You’d seemed desperate to take it off his hands. He must have wondered why.”
“I don’t know what you’re talking about.” But he didn’t sound angry anymore. He sounded… tired.
Because he did know what I was talking about. And he knew that I knew what we were talking about.
And he’d already killed one person to cover it up.
“I think you do.” We both knew it. I might as well stop being coy. “William.”
He sucked in a sharp breath. “How did you figure it out?”
“There’s only so long you can pretend to be someone you’re not,” I said somberly.
“That’s something I learned firsthand.” I paused to let my profound wisdom sink in.
“Also, the way you were trying to use my brother. I thought it was weird that my brother cared so much about what I did with that house, but then, after I learned the two of you were collaborating, I talked to him more. You told him you’d help him take over Afton Hotels if he got me to sell you the building.
That’s why you were so interested in whether Gabe wanted to be part of the business, weren’t you?
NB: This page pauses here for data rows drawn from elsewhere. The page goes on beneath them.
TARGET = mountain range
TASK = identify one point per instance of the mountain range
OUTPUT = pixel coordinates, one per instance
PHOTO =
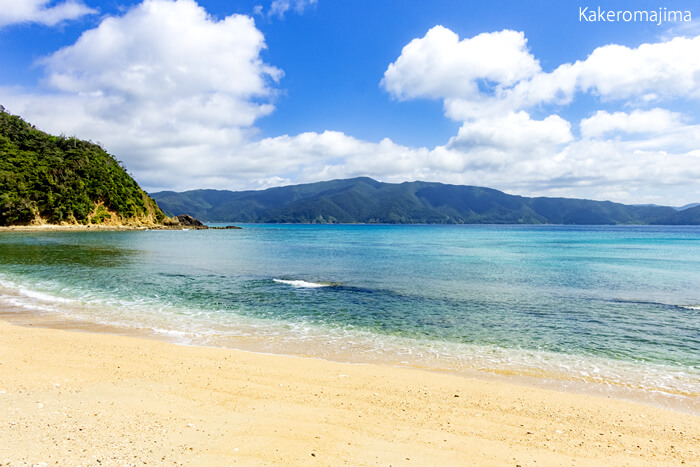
(364, 200)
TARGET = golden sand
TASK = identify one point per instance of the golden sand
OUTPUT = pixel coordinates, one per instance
(78, 398)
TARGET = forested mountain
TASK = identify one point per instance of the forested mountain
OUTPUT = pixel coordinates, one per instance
(55, 179)
(363, 200)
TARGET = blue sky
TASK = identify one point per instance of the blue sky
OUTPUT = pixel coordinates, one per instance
(520, 96)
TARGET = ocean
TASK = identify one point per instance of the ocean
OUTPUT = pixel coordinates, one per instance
(612, 310)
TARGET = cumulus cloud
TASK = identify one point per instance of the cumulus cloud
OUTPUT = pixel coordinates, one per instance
(39, 11)
(490, 83)
(161, 86)
(176, 94)
(440, 65)
(639, 121)
(279, 8)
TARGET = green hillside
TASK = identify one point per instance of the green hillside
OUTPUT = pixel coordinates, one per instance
(55, 179)
(363, 200)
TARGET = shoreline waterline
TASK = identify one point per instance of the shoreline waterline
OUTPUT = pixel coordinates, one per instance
(538, 378)
(81, 397)
(599, 310)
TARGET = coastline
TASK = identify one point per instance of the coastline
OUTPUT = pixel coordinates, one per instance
(75, 397)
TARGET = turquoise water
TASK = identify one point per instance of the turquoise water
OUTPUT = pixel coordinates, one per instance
(612, 306)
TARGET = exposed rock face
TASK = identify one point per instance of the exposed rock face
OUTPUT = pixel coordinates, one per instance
(184, 221)
(188, 221)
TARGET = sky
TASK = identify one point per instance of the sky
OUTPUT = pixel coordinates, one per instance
(537, 98)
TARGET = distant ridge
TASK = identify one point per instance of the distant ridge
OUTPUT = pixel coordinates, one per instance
(364, 200)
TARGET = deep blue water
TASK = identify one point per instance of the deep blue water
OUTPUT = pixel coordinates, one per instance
(618, 304)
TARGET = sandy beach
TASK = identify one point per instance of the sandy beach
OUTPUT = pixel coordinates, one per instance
(80, 398)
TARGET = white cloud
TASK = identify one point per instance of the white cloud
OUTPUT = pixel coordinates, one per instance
(39, 11)
(160, 86)
(639, 121)
(440, 65)
(279, 8)
(176, 94)
(513, 131)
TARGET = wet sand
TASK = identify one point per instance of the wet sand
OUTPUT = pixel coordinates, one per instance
(98, 399)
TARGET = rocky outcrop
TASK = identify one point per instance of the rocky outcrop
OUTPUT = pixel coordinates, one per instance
(184, 221)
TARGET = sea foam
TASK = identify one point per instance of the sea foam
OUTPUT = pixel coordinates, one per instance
(300, 283)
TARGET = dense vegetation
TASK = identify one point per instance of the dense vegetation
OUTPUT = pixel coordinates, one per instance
(363, 200)
(57, 179)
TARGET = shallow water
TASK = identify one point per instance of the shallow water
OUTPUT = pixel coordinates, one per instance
(610, 308)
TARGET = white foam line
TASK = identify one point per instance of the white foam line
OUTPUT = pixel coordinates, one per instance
(299, 283)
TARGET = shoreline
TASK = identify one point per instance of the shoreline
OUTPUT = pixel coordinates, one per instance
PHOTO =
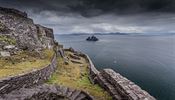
(118, 86)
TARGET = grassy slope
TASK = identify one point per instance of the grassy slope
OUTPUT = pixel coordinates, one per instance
(24, 62)
(76, 76)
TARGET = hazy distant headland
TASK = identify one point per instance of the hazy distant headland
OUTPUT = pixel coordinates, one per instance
(118, 33)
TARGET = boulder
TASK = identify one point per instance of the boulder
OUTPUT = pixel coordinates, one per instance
(5, 54)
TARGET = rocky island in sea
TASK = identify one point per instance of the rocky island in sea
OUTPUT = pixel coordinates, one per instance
(33, 66)
(92, 38)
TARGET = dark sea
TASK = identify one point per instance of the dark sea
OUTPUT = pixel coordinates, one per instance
(147, 60)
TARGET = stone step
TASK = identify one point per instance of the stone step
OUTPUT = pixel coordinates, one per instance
(70, 91)
(81, 97)
(75, 94)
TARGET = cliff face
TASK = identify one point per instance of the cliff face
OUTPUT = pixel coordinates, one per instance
(27, 35)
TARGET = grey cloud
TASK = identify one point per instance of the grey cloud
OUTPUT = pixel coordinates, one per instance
(70, 16)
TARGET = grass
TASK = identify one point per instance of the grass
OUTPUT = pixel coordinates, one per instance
(7, 40)
(24, 62)
(76, 76)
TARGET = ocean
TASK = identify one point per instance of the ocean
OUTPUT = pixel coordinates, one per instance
(147, 60)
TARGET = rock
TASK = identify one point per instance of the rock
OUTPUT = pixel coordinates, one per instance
(77, 62)
(74, 57)
(27, 35)
(5, 54)
(9, 47)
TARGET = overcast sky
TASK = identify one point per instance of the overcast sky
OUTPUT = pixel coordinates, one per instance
(89, 16)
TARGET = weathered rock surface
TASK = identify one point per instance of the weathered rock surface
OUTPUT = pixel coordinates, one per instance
(120, 87)
(47, 92)
(17, 25)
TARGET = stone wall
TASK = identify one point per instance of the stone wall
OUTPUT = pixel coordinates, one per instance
(120, 87)
(28, 79)
(47, 92)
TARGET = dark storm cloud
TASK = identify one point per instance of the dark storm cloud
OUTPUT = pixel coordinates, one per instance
(71, 16)
(90, 8)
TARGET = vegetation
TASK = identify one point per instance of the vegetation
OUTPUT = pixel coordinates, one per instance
(23, 62)
(7, 40)
(75, 75)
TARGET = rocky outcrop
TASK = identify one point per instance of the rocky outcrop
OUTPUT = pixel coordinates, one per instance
(15, 24)
(27, 79)
(47, 92)
(120, 87)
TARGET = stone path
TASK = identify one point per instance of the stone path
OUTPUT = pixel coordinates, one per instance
(47, 92)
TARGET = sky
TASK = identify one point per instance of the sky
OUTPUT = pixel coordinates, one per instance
(100, 16)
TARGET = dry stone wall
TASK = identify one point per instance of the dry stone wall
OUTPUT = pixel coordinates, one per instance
(47, 92)
(28, 79)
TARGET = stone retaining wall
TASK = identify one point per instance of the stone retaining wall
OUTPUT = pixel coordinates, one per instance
(120, 87)
(26, 80)
(47, 92)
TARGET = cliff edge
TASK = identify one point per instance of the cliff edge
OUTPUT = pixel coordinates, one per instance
(15, 25)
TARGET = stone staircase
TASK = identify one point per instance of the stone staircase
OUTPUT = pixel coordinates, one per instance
(47, 92)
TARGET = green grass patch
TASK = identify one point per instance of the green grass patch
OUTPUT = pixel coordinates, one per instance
(24, 62)
(76, 76)
(7, 40)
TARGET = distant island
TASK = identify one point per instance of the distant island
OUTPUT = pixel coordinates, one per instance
(92, 38)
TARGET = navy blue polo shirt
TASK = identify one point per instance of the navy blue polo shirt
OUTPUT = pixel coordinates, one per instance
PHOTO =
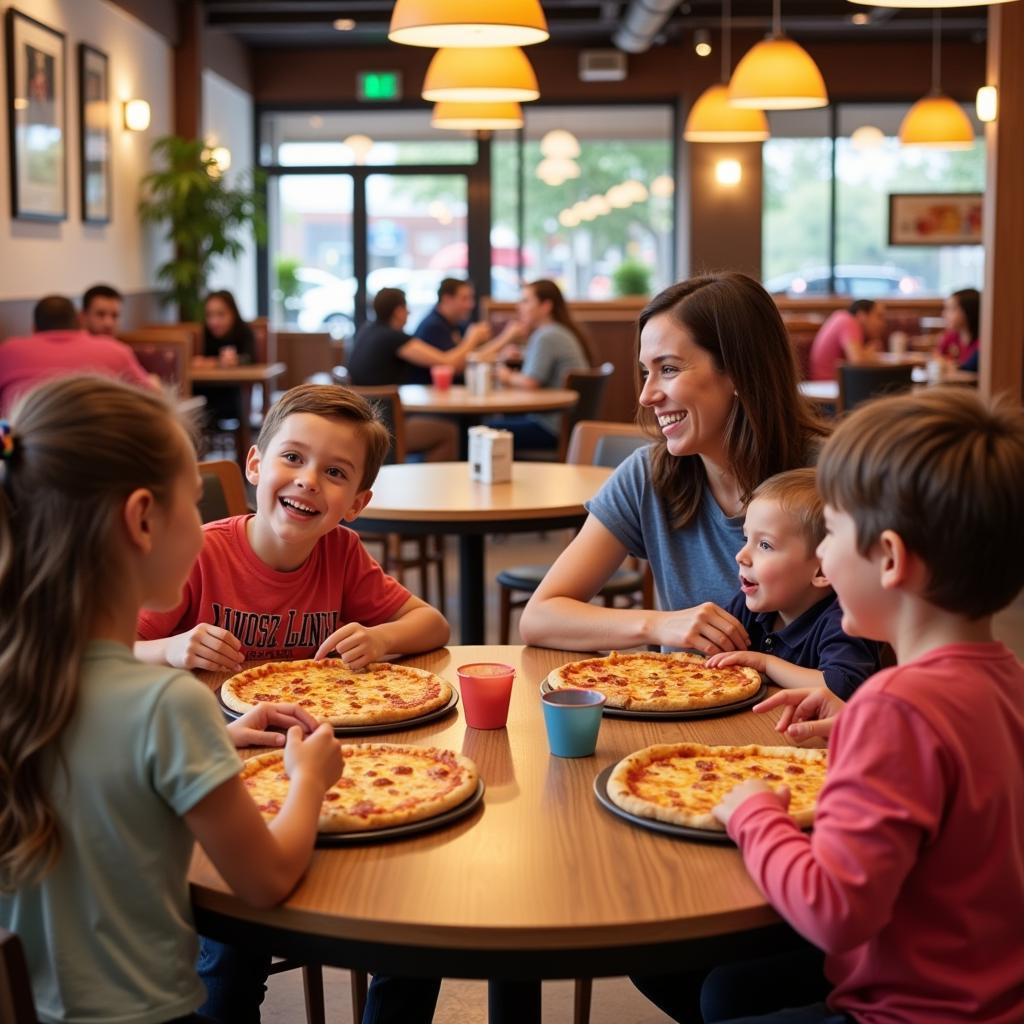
(813, 640)
(436, 331)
So that you could use him instead, since he’s closer to me.
You were so interested in that building.
“It made me take another look at the records. Isaiah, the artist, said that you’d wanted his painting of all those superheroes.
And I remembered that William, the kid who’d lived in the brownstone, had doodled superheroes that wound up in the rec-ords.
And under the wallpaper. And all over that house.
Your parents must have been annoyed they had to wallpaper over your big, looping signature.
I did a little more research, and found out the truth. ”
His mouth opened, as if ready to accuse me of lying, then closed again when he realized I’d told him I had receipts.
“That’s how you got into the house the day you went after me and Vienna and then out of the basement, isn’t it?
” I gestured at his head. He still had on that wig Persimmon told me he was wearing to disguise balding, though in reality it was probably to cover up the big bruise or bump I’d given him when I smashed him with the filing cabinet.
“You still had the keys from the old days, when you lived there.”
He hissed. Literally hissed, like a cat. He probably wasn’t used to people telling him he had to do things he didn’t want to do. Not then, not ever.
I sighed. “It’s over, William. You should just admit to it while you have some dignity left.”